Once I figured out how to make the system work, I wasn't interested in squeezing out the last gains. I wanted a new challenge. And so I worked hard to offload these marketing machines I had built onto someone who had the energy to keep them working. My time with them had ended.
What’s interesting is that this process of building, getting bored, and moving on has played out through the rest of my career.
I became the guy who could solve new problems across any domain. Even if I had no experience doing what I was asked to do, I would simply think about how we can tackle the issue at hand, design experiments to test my theses, and execute on the plan. The learnings I extracted from the execution phase informed me where to go next.
Little by little, I gained confidence in how you can solve any unfamiliar problem by following this same process. Even if the solutions or systems you built weren't perfect, they were often good enough to generate real value for a company.
I’ve since used this same playbook to scale a warehouse for an e-commerce company, grow the revenue of a highly-trafficked website, and build out a sales team for a nonprofit.
At least for me, the domain I worked in didn’t matter as much as the conditions under which I was working. I just needed a problem to figure out and the freedom to build a system. But once I did that, I was ready to hand-off the project to someone who could optimize what I had built.
These experiences taught me an important lesson – there’s a big difference between people who enjoy building a new system and people who enjoy improving an existing one.
Basically, there are two types of workers: builders and improvers. Builders get a system off the ground. Improvers optimize an existing system.
I fell into the builder camp. I enjoyed the sink or swim moment of seeing if I had what it took to make something work. That's the fun part, even if its riddled with uncertainty and doubt.
For other people, the builder phase is a terrifying and unwelcome burden. They’d rather improve something that's already working.
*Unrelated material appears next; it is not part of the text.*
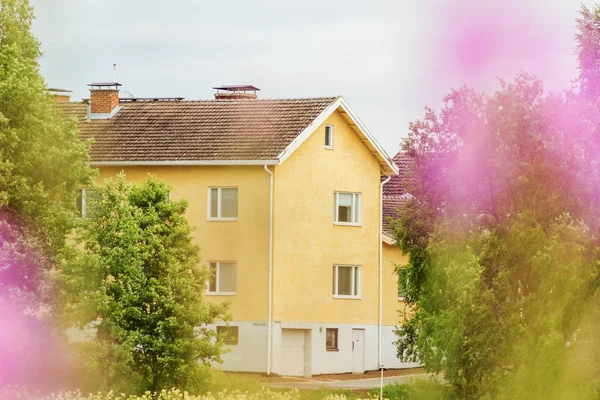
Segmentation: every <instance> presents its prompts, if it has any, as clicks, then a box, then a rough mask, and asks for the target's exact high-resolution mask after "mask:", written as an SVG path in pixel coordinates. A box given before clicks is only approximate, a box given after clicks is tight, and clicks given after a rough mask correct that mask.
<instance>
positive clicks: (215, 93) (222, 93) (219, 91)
mask: <svg viewBox="0 0 600 400" xmlns="http://www.w3.org/2000/svg"><path fill="white" fill-rule="evenodd" d="M213 89H216V91H217V93H215V99H216V100H244V99H256V92H257V91H259V90H260V89H259V88H257V87H255V86H252V85H226V86H217V87H214V88H213Z"/></svg>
You need both people in a company.
It turns out that the builders are particularly valuable at startups that don't have well-defined processes. Improvers offer more value at companies that have more of the nuts and bolts already in place.
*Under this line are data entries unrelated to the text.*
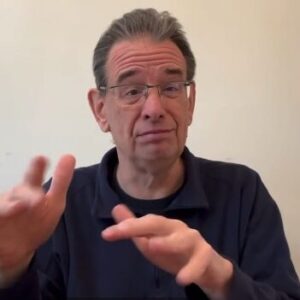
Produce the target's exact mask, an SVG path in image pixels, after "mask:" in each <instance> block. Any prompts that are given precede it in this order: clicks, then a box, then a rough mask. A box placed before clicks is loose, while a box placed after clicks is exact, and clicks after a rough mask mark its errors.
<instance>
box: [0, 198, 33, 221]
mask: <svg viewBox="0 0 300 300" xmlns="http://www.w3.org/2000/svg"><path fill="white" fill-rule="evenodd" d="M27 208H28V205H27V203H25V202H23V201H16V202H12V201H9V202H5V203H4V202H3V203H1V205H0V219H3V218H4V219H5V218H10V217H13V216H15V215H18V214H20V213H22V212H24V211H25V210H27Z"/></svg>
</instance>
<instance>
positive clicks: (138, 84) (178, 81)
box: [98, 80, 194, 104]
mask: <svg viewBox="0 0 300 300" xmlns="http://www.w3.org/2000/svg"><path fill="white" fill-rule="evenodd" d="M172 83H174V84H176V83H180V84H183V86H184V87H185V88H187V87H189V86H191V85H192V84H193V83H194V81H193V80H186V81H170V82H167V83H164V84H120V85H112V86H99V87H98V90H99V91H100V92H104V93H105V95H106V94H107V91H108V90H113V89H114V88H119V87H126V86H143V87H144V89H143V94H142V95H141V96H140V98H138V99H137V100H135V101H133V102H132V103H128V104H135V103H138V102H140V99H141V98H143V97H145V99H147V97H148V95H149V89H150V88H157V91H158V94H159V96H161V88H162V87H163V86H167V85H168V84H172ZM124 102H126V101H124Z"/></svg>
Being more of a builder led me to thrive as a generalist at early-stage startups and in my half-baked career as a writer and podcaster. In all of those contexts, I confronted new problems with unknown solutions and had the flexibility to build an initial system that worked.
The downside of this proclivity for building is that I lose interest in projects rather quickly, and that can mean that these projects don't reach their full potential if I don't find an improver to take over.
The same tradeoffs exist if you're an improver.
Improvers often specialize in certain niches and help companies transform fragile systems into more robust ones. But when they're asked to figure something out from a blank slate, they often falter.
The point here is that both "builders" and "improvers" are necessary.
And if you haven't figured out whether you're a builder or an improver, it's worthwhile to take the time to do so. That way, you can identify where you can thrive and best help a company.
If you’ve spent your career optimizing processes that you didn’t build, for example, you may find that you’re much happier being the person who gets something off the ground. The reverse is also true.
The only way to find out is to try both and see what works for you.